NOV 16 — Some bands mean more to people than others. By more, I mean that some bands have this effortless ability to connect with people on a deeper and more personal level compared to other bands.
Just look at how deeply connected so many people are to The Beatles (witness the hundreds of thousands of us being willingly conned into paying such ridiculous amounts of money for their remastered box sets), and how once big and popular acts such as Herman’s Hermits or Cilla Black are mostly remembered in a nostalgic way.
So yes, to have that rare ability to connect deeply with people is always a good thing, but it can also be a double-edged sword when you become too connected and people have a hard time letting go.
Last week I bought myself the new Weezer album titled “Raditude” (I know, rad title isn’t it? Ha ha). For those of you who don’t know Weezer, I’m sure you’ve at least heard of their classic ‘90s hit “Buddy Holly”. To those in the know, I’m sure there’s no need for me to tell you that they made two blindingly great albums in the ‘90s, their fantastically geeky self-titled debut aka “Blue Album” and the achingly personal masterpiece “Pinkerton”.
Those two albums left a deep, deep impression on a whole bunch of kids, who started their own bands like The Get Up Kids and Jimmy Eat World, and working with the sonic blueprint laid out on those two albums they then proceeded to carve their own niche in the Book Of Rock by staking the “emo” genre as their own.
Pinkerton’s legend especially, despite it being only a decade plus old, is something worth retelling again and again. It sold very poorly, reportedly around 100,000 copies only when it was released, which was a miserable amount compared to their debut which sold millions of copies worldwide. But those few copies left a deep enough impression on the kids who bought the album that so many of them started their own bands, inspired by the songs and sounds they heard on it. In short, that album changed lives.
After the failure of “Pinkerton”, which in reality was a highly confessional singer-songwriter type album with the singer-songwriter hiding behind the loudness of the band, Weezer went on a long hiatus, with their frontman Rivers Cuomo apparently regretting the decision to write such personal songs in the first place. But during that time off, the “Pinkerton” legend grew and grew and grew until it became so loud that the band couldn’t merely ignore it anymore, which led them to again record and release a new self-titled album, this time known as the “Green Album”.

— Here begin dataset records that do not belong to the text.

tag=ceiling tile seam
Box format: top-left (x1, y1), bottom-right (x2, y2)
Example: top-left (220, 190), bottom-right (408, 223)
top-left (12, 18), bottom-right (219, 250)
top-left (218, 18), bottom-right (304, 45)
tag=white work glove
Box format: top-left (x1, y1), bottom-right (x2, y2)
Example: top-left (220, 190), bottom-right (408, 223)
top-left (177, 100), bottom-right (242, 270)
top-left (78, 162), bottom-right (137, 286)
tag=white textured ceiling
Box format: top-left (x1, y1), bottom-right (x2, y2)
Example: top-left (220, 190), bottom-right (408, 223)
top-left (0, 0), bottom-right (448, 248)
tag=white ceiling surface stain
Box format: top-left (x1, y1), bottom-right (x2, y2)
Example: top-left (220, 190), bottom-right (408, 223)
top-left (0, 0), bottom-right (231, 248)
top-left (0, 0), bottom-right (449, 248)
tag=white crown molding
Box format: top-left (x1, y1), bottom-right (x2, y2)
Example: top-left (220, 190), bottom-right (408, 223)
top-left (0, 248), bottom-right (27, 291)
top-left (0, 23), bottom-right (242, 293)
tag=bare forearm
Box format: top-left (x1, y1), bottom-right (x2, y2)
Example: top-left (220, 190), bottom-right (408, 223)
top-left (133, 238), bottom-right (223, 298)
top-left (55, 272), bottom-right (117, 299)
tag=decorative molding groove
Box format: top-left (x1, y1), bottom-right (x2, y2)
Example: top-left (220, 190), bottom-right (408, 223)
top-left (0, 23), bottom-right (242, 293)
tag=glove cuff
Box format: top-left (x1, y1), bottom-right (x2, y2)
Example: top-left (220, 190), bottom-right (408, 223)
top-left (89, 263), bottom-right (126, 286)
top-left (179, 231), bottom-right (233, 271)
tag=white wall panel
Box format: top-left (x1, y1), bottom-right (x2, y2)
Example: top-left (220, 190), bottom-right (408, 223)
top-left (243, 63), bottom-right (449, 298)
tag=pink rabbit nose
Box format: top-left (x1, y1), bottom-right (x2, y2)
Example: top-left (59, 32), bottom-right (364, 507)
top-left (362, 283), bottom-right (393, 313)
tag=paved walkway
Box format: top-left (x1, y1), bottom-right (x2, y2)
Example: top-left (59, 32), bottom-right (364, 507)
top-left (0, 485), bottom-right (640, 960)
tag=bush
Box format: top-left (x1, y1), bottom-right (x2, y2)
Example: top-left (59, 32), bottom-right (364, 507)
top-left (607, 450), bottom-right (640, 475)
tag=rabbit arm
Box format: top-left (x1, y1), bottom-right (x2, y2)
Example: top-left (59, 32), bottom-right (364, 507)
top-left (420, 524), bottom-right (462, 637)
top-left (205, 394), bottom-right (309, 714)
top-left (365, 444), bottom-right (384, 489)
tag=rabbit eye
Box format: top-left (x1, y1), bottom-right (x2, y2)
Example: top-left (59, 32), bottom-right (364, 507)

It was when this album hit the stores that suddenly all those passionately loyal and loving fans (me included, but back then only!) turned violently vocal in their hatred for what Weezer has become. Where “Pinkerton” was painfully personal, the “Green Album” was positively faceless in its cheerful and generically impersonal lyrics.
The same thing happened to all their subsequent albums, with fans still stubbornly hoping to get another “Blue Album” or “Pinkerton”. I didn’t think much about how unfair this was to the band until I started making my own demos/EPs and albums.
Any genuinely honest artist will tell you that whatever art they’re making at any point in time will be directly or indirectly influenced by all sorts of outside forces. Their feelings, personal lives, the kind of music and films that they were heavily into at that moment, hobbies, the general political feeling at the time, recent historical events and so much more will have some sort of effect on the art being made by an artist.
In the case of post-“Pinkerton” Weezer, their frontman Rivers Cuomo probably just doesn’t want to get personal ever again after what’s happened the first time around. As a songwriter he probably just wants to try other approaches to writing songs and lyrics which are as equally valid as the personal approach. Or maybe, he’s just not depressed anymore and is a genuinely happy person trying to share his happiness with the world and have a bit of fun through his songs. As long as the song successfully serves its purpose, who are we to complain whether they’re genuine or not, right?
After the release of my band’s second studio album “Teenage Disc Fantastic”, I got quite a number of people saying that it is very different from our debut “Top Of The Pop”, and because of that they prefer our debut more than the second album and that they hoped that I’d write more songs like those on our debut. It is when I get these kinds of questions and read reviews along the same lines that I truly get how much I missed the point with Weezer when they released their post-“Pinkerton” albums.
It is good that I love them to bits and enthusiastically look for and buy their new records whenever one comes out, but somehow I’ve forgotten that bands are people too. That there are people in bands. And that people grow. Such a simple point and yet so easy to miss.
Just like how I’ve grown and how I’m at a much different place when I wrote “Teenage Disc Fantastic” as compared to “Top Of The Pop”, Rivers Cuomo has definitely grown and are at much different places when he wrote the post-“Pinkerton” albums.
We usually treat our favourite artists the way parents treat their child. We love them wholeheartedly, usually for some qualities we vaguely remember from when we first got to know them, but then we forget that they need to grow too, and that they need to do all that growing by themselves, and that we should love them enough to learn to let go and just watch proudly as they do their own thing and never forget to support them. Like that line we always hear in movies, “Love means learning to let go.”